As we climbed up through the middle portion of the mountain, we ventured into snow. First it was little patches, and soon the entire ground was covered. We wound around the steeply mountain, through awesome mountain coves, in an out of the angling sun. I stopped to enjoy a large yellow buckeye tree at the edge of a small branch crossing. The sun shone on a little pool of the clean, clear water, illuminating a small stash of lucky buckeyes at the bottoms, like wishes in the woods.
Buckeyes in the pool like wishes
Before long the snow was rather deep, but the balmy breeze graced us with a hint of the promise of springtime. The snow sparkled in the angling sunlight, and shadows of the delicate skeletons of last summer's angelica were cast in blue. We hiked through blueberries and galax, wintergreen, usnea, and lungwort lichen, hydrangeas, and elders. There are no domesticated dogs allowed in the Smokies, but a set of canine tracks wove in and out of the trail as we ascended- either the ghost of a wild canine or some law-breaking hiker's companion.

From the top of Mount Cammerer, we breathed the air of nearly 5000 feet and allowed our eyes to behold the beauty of both Tennessee and North Carolina. We saw I-40 weave around mountain contours below like a ribbon. Behind Snowbird Mountain was Max Patch, a familiar place never before seen from me from this angle. The sky was big and blue with thin, non-threatening clouds periodically wisping their way lazily across the vastness, casting mild shadows on expanses of green forest. There is so much land in the Smokies. A pair of ravens flew at eye level from somewhere high to somewhere else high, their otherworldly croaking unmistakable.
First mountain in the distance is Snowbird. Behind that in the farther distance with a little patch of snow on it is Max Patch.

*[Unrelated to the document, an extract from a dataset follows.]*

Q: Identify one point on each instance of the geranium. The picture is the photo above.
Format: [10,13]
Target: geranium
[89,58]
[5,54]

On the way down the mountain, I remember feeling how warm the sun was when I held my face toward the sky. My knees creaked, and my feet were wet but not cold. We returned to the place we had started shortly before dusk. An unidentified songbird made a ruckus in a rhododendron thicket, and a chill drifted off of the ice cold streams which flowed over the moss covered rocks. The day was beautiful.